10数年にわたるPRマン時代の感性をベースに、メディアに日々接する中で感じた??を徒然なるままにつぶやく。2020年末に本当に久しぶりに再開

車内での携帯使用禁止の背景って?

 携帯電話が、日常生活の中でのコミュニケーションツールとして、定着してから久しい。今では、仕事だけでなくさまざまな連絡や確認などの手段としてビジネスシーンだけでなく、不可欠な道具となっている。たまに、仕事の連絡手段として「携帯の番号は?」と聞かれて、持っていないと答えると、「あ〜持っていないんですか?」とびっくりされることさえある時代になった。そのくらい生活に浸透してくると、所有する理由が好みや便利だからという個人的なものではなく、すでに持つこと、使うことが社会的な強制力にまでなっているのが実情だ。そうなると問題なのは、電車など公共の交通機関内での使い方であり、そもそも使っていいのかいけないのか、ということだ。携帯電話が普及し始めた頃は、公共の交通機関の中での使用を規制する理由として挙げられたのは、話し声が大きくなって周りの人に迷惑だから、ということだったと思う。

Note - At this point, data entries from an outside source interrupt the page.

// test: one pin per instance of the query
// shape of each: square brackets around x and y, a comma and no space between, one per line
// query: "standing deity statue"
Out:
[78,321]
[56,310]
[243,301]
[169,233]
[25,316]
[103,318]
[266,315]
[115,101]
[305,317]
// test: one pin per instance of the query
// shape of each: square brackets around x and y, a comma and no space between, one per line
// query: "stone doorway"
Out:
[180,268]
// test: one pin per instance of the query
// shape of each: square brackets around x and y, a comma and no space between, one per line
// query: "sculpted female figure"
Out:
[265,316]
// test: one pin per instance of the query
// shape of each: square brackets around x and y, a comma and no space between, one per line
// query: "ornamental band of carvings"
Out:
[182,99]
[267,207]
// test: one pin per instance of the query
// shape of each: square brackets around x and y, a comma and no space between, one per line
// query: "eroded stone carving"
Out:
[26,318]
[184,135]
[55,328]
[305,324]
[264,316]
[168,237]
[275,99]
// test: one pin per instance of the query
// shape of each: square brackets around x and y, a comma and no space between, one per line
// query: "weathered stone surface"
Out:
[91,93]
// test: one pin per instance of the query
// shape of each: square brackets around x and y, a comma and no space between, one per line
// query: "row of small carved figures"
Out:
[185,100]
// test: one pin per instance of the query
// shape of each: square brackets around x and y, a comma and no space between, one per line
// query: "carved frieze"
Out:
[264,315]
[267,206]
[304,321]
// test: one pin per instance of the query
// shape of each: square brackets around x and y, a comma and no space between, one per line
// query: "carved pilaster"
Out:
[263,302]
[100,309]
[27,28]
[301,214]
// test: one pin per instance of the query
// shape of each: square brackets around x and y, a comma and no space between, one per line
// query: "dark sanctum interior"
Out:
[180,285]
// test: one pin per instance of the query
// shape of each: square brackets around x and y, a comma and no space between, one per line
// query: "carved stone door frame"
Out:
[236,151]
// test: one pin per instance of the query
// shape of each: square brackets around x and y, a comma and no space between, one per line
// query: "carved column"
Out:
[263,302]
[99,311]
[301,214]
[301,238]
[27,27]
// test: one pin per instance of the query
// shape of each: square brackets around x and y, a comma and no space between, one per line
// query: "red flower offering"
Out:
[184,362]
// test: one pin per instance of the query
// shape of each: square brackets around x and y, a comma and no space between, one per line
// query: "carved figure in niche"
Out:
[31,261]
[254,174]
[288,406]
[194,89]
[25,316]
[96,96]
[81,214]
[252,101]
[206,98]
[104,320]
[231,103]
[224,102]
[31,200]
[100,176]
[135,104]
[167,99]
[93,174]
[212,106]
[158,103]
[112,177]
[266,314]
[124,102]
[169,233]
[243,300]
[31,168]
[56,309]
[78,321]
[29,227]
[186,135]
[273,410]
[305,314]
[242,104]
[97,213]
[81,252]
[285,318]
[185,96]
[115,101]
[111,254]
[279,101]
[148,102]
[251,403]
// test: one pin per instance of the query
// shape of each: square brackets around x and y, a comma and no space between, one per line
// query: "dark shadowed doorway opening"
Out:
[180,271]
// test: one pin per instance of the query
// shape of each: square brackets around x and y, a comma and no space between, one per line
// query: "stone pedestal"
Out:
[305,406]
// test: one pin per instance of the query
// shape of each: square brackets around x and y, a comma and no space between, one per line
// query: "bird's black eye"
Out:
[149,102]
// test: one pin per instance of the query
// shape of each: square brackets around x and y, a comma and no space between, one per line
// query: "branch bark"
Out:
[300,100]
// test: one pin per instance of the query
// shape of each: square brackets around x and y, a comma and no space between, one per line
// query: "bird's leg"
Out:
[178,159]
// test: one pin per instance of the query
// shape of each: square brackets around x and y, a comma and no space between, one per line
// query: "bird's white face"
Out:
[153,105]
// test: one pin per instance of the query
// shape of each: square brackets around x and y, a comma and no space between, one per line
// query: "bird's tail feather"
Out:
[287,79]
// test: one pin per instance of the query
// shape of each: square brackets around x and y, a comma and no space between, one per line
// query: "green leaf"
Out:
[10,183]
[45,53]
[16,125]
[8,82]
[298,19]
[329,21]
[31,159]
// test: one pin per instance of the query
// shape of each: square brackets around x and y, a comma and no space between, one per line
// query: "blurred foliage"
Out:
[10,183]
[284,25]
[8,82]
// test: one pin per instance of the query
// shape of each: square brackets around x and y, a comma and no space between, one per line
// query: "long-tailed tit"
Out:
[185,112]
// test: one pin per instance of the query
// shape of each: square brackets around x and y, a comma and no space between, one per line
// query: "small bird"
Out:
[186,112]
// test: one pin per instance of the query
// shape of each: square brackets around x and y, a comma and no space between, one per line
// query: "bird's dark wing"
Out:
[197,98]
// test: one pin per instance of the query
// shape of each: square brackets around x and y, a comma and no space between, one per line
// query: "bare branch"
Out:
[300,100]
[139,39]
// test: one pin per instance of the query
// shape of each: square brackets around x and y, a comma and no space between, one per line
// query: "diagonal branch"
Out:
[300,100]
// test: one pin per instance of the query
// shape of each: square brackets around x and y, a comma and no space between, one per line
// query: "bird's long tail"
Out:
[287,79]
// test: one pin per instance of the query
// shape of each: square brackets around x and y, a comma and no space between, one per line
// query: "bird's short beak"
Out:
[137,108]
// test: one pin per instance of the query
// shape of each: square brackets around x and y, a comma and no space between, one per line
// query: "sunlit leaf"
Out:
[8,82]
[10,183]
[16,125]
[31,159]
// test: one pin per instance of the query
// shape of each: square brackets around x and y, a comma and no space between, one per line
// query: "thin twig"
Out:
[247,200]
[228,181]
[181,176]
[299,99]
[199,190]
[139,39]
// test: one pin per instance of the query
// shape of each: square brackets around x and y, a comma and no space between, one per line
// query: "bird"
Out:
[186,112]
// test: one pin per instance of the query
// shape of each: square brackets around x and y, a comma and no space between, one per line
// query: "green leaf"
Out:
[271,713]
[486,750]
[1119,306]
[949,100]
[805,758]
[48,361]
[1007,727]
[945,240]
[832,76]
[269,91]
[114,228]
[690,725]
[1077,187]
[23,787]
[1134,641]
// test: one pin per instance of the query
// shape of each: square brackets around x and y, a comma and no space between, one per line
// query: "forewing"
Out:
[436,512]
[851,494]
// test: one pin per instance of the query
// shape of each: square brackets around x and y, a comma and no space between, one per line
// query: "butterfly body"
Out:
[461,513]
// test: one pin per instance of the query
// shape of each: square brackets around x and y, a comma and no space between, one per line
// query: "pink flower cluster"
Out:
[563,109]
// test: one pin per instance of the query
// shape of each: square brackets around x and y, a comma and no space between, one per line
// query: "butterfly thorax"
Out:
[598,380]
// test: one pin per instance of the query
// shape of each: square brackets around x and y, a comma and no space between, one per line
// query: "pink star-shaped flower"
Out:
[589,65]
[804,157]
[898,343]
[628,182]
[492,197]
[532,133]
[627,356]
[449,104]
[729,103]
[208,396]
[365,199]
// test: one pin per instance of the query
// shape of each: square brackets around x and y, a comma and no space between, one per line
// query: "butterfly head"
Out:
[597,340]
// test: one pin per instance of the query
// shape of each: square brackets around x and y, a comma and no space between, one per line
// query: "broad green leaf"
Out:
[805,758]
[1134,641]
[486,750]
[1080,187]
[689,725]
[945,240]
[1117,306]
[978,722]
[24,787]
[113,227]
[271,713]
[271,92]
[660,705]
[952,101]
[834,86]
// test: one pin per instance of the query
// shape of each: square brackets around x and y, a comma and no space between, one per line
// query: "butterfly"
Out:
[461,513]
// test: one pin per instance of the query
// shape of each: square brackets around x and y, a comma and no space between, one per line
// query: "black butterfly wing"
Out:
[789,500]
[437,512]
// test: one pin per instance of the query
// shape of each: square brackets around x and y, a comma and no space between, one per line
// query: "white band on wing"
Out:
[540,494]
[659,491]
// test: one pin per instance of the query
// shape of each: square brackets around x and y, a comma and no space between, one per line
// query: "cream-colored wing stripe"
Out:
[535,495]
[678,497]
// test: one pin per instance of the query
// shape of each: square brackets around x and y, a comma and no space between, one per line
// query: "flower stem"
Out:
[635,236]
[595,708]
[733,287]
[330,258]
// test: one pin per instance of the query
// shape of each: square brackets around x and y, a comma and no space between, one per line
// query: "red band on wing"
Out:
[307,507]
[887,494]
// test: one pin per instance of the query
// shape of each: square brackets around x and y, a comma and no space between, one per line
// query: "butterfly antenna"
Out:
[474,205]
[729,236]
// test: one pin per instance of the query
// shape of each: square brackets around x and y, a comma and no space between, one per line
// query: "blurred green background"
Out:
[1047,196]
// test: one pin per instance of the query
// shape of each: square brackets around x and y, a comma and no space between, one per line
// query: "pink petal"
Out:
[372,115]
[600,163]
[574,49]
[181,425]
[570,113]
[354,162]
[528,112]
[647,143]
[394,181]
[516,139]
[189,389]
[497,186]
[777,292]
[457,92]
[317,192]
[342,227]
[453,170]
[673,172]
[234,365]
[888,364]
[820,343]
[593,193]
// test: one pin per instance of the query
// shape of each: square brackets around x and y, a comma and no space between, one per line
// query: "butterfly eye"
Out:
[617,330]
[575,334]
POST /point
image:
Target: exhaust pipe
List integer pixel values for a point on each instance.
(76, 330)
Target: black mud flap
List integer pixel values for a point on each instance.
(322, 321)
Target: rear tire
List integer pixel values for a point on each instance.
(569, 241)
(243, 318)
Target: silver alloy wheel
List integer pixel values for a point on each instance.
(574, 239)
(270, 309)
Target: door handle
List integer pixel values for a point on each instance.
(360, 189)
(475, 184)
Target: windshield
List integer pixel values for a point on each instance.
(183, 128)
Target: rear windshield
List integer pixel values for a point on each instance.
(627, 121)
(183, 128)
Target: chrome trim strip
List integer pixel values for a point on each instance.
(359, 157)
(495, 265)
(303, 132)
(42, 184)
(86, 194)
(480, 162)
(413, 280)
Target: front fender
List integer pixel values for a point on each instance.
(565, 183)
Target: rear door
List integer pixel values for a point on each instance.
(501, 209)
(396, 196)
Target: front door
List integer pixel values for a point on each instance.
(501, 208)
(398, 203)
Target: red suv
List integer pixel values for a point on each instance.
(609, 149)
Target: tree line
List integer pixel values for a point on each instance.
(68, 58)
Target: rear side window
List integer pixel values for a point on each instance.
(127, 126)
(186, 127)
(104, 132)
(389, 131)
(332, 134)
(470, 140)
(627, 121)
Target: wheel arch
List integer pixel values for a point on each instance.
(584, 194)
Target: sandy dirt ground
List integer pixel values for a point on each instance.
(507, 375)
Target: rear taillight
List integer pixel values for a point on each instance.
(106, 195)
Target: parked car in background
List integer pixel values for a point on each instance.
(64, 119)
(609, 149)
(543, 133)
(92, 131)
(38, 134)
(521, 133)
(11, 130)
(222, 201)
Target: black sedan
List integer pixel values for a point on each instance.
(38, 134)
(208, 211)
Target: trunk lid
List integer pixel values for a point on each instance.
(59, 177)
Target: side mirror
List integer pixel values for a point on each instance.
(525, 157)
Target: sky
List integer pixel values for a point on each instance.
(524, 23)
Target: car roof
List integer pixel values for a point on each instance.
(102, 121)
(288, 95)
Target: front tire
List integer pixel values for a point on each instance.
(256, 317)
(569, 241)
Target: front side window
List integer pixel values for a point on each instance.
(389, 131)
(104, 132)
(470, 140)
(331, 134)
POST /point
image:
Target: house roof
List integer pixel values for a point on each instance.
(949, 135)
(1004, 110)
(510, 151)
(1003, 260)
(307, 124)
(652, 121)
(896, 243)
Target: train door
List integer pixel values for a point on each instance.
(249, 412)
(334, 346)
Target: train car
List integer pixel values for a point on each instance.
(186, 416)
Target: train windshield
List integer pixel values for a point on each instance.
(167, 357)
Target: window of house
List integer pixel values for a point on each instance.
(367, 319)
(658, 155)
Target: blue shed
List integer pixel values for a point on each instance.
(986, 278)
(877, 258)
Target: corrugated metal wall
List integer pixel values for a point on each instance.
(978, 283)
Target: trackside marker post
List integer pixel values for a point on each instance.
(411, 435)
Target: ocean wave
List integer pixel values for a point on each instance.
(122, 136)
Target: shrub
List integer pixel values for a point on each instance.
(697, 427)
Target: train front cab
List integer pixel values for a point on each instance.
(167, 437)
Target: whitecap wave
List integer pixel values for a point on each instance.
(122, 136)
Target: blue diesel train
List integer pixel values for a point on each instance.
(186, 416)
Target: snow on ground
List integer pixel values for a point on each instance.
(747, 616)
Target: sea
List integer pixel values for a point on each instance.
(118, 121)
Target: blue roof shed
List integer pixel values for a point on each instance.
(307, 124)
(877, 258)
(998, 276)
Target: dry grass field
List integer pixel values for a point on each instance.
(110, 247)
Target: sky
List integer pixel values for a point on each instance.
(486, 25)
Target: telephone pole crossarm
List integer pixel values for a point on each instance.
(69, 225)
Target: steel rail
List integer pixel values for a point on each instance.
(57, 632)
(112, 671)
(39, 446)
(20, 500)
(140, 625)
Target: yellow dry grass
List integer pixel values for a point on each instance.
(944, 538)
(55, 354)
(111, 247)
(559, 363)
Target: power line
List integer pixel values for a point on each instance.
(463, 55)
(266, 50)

ほどなく、携帯電話から漏れる電磁波が近くにいる人の心臓ペースメーカーなどの医療用機器に悪影響を及ぼす可能性がある、との理由が大勢を占めるようになった。ところがその後、この電磁波の悪影響説の根拠が不明確だとの指摘も出てきて、その頃から車内での携帯電話使用に関する規制の理由付けがどうも曖昧になってしまったように思える。
 こうした観点で、携帯電話を規制する車内放送の標準的な内容を聴いてみると、ちょっと変だなと感じる。「マナーモードにして、車内での携帯電話のご使用はお控えください。また優先席の近くでは電源をお切りください」というのが目下の一般的な車内アナウンスのコメント内容だが、まずマナーモードにしましょう、というのは要するに着信音がうるさいから鳴らないようにしろ、ということだ。話し声がうるさいとの理由なら、完全に使うな、という言い方になるべきだ。実際、使う立場になってみると、仕事での連絡はどこでもとれなければ困るだろうし、車内で着信を取る人の多くが小さな声で「今電車で移動中なので後で折り返しかけ直します」といって、すぐに切っている。車内で完全に使うなと言われるのは困るのである。次に優先席付近では電源を切れ、と言うのは電磁波が医療機器に悪影響を与える恐れがあるからだろう。しかしである。心臓ペースメーカーは優先席に座る人だけが装着しているとは限らない。車内のどこにいるか分からないのである。ならば、全面的に車内では使用禁止とすべきなのだ。ところが不思議と、全席禁煙みたいに車内では携帯電話は一切だめ、と表現している交通機関には遭遇したことがない。
 一方で、メールである。現在車内で携帯電話を使っている人のほとんどがメールを見ている。まるで着信から何秒以内にとらないとペタルティ?、と余計な心配をしたくなるほど、必死でメールチェックをしている人のなんと多いことか。携帯電話を手の中で開きっぱなしにして、電車に乗っている間中、ずっと液晶画面を眺めている人も少なくない。電源が入っているのだから、電波は受信しているわけで、電磁波も発生しているはずである。となれば、医療機器への影響はある。ところが、メールを止めなさい、とのアナウンスは聞いたことがない。さらに言えば、ゲームに熱中している乗客も結構見かける。これとて電波を受信していることに変わりはないはずで、これも禁止のアナウンスはない。つまり、携帯電話の電波が医療機器に悪影響を与えるとの論理的な根拠が始めから希薄だったのにアナウンスが一人歩きし始めた。交通機関各社にすれば、社会的風潮だからいまさら止めるわけにはいかない、というのが本音ではないだろうか。かほどに車内での携帯電話は、当たり前の風景になってしまったし、禁止する論拠が曖昧なのだ。後はマナーの問題だから、車内で使う時は小さい声で周りの迷惑にならないようにしてくださいね、という程度でいいのだろう。ところで諸外国では、この問題はどうなっているのだろうか。そういえば、車内アナウンスがこんなにも細かく親切で、結果的にやかましいのは日本だけか。